Sunday, March 22, 2009

(HERALD) Zanu-PF, MDC in historic march

Zanu-PF, MDC in historic march
By Sydney Kawadza

VICE PRESIDENT Joice Mujuru and Deputy Prime Minister Thokozani Khupe yesterday exchanged party regalia to send a message to errant party supporters who have been beating each other up that it is time for co-existence, as they led women across the political divide in a march to commemorate International Women’s Day.

International Women’s Day, which is officially observed on March 8 annually, is a global celebration of the economic, political and social achievements of women.

It was, thus, fitting that the two most powerful women in Zimbabwean politics today led the charge in yesterday’s belated observance of the day.

Zanu-PF, MDC-T and MDC supporters, clad in their respective party regalia, marched side by side, the first such show of solidarity since the launch of the MDC on September 11, 1999, and a major boost for the inclusive Government that is still in its infancy.

The marchers, who began their procession at Fourth Street bus terminus en route to the City Sports Centre, were joined by members of the judiciary, lawyers, the business community, academics, civic leaders, diplomats, soldiers, policewomen and churches at various points along the way.

The main celebrations — held at the City Sports Centre under the theme "Sharing and Caring to End Violence against Women and Girls" — were preceded by the observance of a minute of silence in memory of Mrs Susan Tsvangirai, Prime Minister Morgan Tsvangirai’s wife who died in a car accident two weeks ago.

Addressing the capacity crowd, Vice President Mujuru urged Zimbabweans to spread the message of sharing, caring, forgiveness and tolerance in the spirit of unity across party lines.

"I particularly call upon the leadership of all political parties in Zimbabwe to direct their supporters to immediately stop the violence that continues to retard progress in cementing and consolidating the efforts of our inclusive Government.

"Violence of whatever form should never be tolerated. It is wrong, unacceptable, inexcusable and it must stop. The truth is that collectively we can stop the violence," she said.

VP Mujuru challenged Zimbabweans, male or female, to act in a manner that promotes tolerance, peace and harmony within the family and between families.

"That way, a peaceful society will begin to evolve," she said.

She said despite the fact that Zimbabweans are very peaceful and peace-loving people, the country continues to be rocked by isolated and frequent incidents of violence.

"This has provided our enemies with ammunition for negative publicity. The new political dispensation will no doubt contribute positively towards reduction of politically motivated violence," she said.

VP Mujuru said political and gender-based violence creates a bad image for the nation and retards development.

She said poverty was also linked to gender-based violence, adding that there was also need for the protection of the girl child who is exposed to a harsh economic environment that has made her vulnerable to sexual exploitation and HIV and Aids.

"It is wrong for violence to be perpetrated against women and it is worse for the same to be perpetrated against children.

"Let us all work together, women and men, to ensure that we protect girls in the manner that we would protect our own biological children.

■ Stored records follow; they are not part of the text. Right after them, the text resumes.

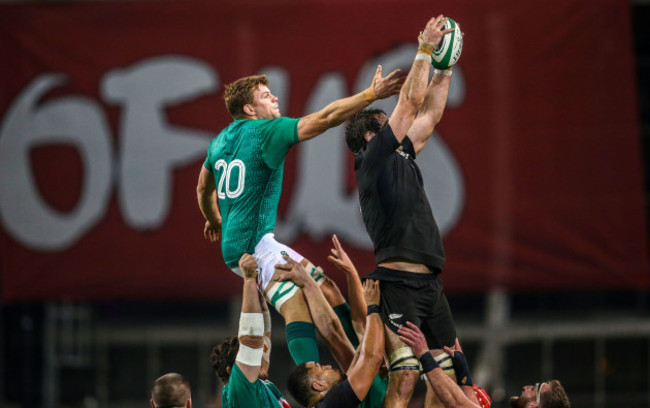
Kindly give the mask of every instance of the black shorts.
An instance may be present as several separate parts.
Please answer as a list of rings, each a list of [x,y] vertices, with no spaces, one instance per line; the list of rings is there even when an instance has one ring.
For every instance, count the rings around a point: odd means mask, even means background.
[[[378,266],[363,279],[381,282],[381,318],[397,333],[409,321],[422,330],[430,350],[453,347],[456,327],[437,274],[420,274]]]

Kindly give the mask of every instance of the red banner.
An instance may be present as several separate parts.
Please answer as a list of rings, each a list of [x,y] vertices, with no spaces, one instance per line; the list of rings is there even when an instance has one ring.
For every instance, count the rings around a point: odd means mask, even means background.
[[[185,0],[0,5],[4,300],[238,293],[195,190],[223,85],[266,73],[303,116],[408,68],[436,13],[465,33],[418,157],[447,290],[648,288],[627,2]],[[340,127],[292,149],[277,238],[327,267],[337,233],[365,273],[350,162]]]

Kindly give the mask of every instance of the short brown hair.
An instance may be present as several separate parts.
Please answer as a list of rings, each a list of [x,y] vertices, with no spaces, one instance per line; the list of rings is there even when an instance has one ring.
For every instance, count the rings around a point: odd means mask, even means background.
[[[233,118],[241,119],[243,117],[244,105],[253,103],[255,90],[260,85],[269,85],[266,75],[252,75],[226,85],[223,99]]]
[[[237,337],[228,337],[223,343],[212,348],[210,361],[214,374],[219,378],[223,385],[228,384],[230,374],[228,367],[232,370],[239,351],[239,339]]]
[[[548,382],[549,389],[539,398],[541,408],[571,408],[569,397],[558,380]]]
[[[190,383],[176,373],[158,378],[151,389],[151,400],[156,408],[182,408],[190,397]]]

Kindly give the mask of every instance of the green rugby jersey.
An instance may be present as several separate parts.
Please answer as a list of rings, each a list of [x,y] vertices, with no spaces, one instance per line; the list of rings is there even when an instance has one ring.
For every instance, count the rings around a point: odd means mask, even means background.
[[[271,382],[249,382],[237,364],[233,365],[228,385],[221,391],[223,408],[290,408],[280,390]]]
[[[284,158],[298,143],[299,120],[236,120],[208,146],[203,165],[217,187],[221,251],[230,268],[275,227]]]

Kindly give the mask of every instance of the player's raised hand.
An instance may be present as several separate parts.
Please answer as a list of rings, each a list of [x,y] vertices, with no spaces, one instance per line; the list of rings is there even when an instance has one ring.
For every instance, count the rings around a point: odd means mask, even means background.
[[[354,274],[358,276],[359,274],[357,273],[357,269],[354,267],[348,254],[343,250],[336,234],[332,235],[332,244],[334,245],[334,248],[330,249],[331,255],[327,257],[327,260],[332,265],[336,266],[336,269],[345,272],[346,275]]]
[[[239,258],[239,269],[241,270],[244,279],[257,280],[257,262],[251,254],[244,254]]]
[[[452,33],[455,30],[454,28],[443,30],[446,22],[447,17],[442,14],[431,18],[424,27],[424,31],[420,34],[420,40],[437,46],[445,34]]]

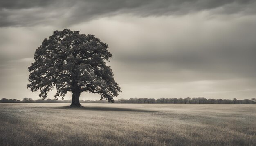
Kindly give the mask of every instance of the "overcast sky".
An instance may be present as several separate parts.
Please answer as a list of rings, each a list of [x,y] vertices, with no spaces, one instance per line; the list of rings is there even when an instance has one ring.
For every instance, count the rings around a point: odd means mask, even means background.
[[[27,67],[43,39],[66,28],[108,44],[123,91],[116,100],[255,97],[256,7],[246,0],[2,0],[0,98],[39,98],[26,88]]]

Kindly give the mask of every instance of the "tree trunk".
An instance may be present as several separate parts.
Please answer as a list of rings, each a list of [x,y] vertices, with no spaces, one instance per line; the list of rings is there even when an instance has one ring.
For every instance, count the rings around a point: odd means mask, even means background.
[[[82,106],[80,104],[79,97],[80,97],[80,92],[78,90],[73,91],[72,95],[72,102],[70,106]]]

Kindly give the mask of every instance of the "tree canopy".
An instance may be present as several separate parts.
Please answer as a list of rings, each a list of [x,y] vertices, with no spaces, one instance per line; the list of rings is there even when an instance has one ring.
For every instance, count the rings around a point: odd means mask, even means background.
[[[43,99],[54,87],[56,99],[63,99],[71,92],[72,105],[76,106],[80,106],[83,92],[98,93],[101,99],[114,102],[121,91],[106,64],[112,57],[108,47],[92,35],[68,29],[54,31],[35,52],[35,61],[28,68],[31,73],[27,87],[32,92],[40,91]]]

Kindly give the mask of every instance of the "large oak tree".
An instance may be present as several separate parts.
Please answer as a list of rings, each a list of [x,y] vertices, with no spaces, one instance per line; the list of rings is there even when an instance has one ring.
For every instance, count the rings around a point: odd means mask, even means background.
[[[27,88],[32,92],[40,91],[43,99],[54,88],[56,99],[63,99],[71,92],[71,106],[81,106],[79,97],[83,92],[98,93],[101,99],[114,102],[121,91],[106,64],[112,57],[108,48],[94,35],[68,29],[55,31],[35,52],[35,61],[28,68]]]

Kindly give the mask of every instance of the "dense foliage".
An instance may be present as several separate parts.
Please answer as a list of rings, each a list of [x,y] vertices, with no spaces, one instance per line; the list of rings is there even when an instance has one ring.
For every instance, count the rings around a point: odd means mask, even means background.
[[[27,88],[32,92],[40,91],[43,99],[54,88],[56,99],[63,99],[71,92],[72,104],[75,105],[80,105],[83,92],[98,93],[101,99],[113,102],[121,89],[110,66],[106,64],[112,57],[108,48],[93,35],[68,29],[55,31],[35,52],[35,61],[28,68],[30,84]]]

We cannot afford to destroy our future.

"SaAmai ndinoda kupedza ndichiti ngatichishandira pamwe, takasungana samadzimai navasikana. Ngatitsiureyi vana vedu nyaya yemhirizhonga ichipera muZimbabwe. Tose tikapa chisungo ichi, Mwari vachatibatsira tikakunda," she said.

Deputy Prime Minister Khupe said Zimbabweans were working together to rebuild the country.

She reiterated the call for an immediate stop of politically motivated violence for the development of the country.

"A future without violence brings economic prosperity, improved education and health services, but with violence all these cannot be developed," she said.

Deputy PM Khupe urged women to lead in moving the country forward in a peaceful manner, urging youths to have respect and discipline.

"We must not fight amongst each other so that we build the nation together. Violence is abnormal, whether it is in the family, community or countrywide. Zvakwana, sokwanele, hatidi kurwisana. Violence, violence, violence must stop," she said.

Security forces in Zimbabwe, she said, should protect the people and attend to cases reported to them.

"The country’s political leadership signed the Global Political Agreement and we are bound by the letter and spirit of the agreement.

"Let us develop a culture of respect and build bridges to find ways to work together, find social ways to settle disputes and share efforts to create a violence-free Zimbabwe," she said.

The political leadership from Zanu-PF, MDC-T and MDC, joined by Mrs Jacqueline Mutambara, Deputy Prime Minister Arthur Mutambara’s wife, shared the podium to address the women clad in various political party regalia.

Among the leaders were Women’s Affairs, Gender and Community Development Minister Olivia Muchena, her deputy Evelyn Masaiti, Ministers of State Sekai Holland and Flora Bhuka, Public Works Minister Theresa Makone and deputy ministers Tracy Mutinhiri (Labour and Social Welfare) and Jessie Majome (Justice and Legal Affairs).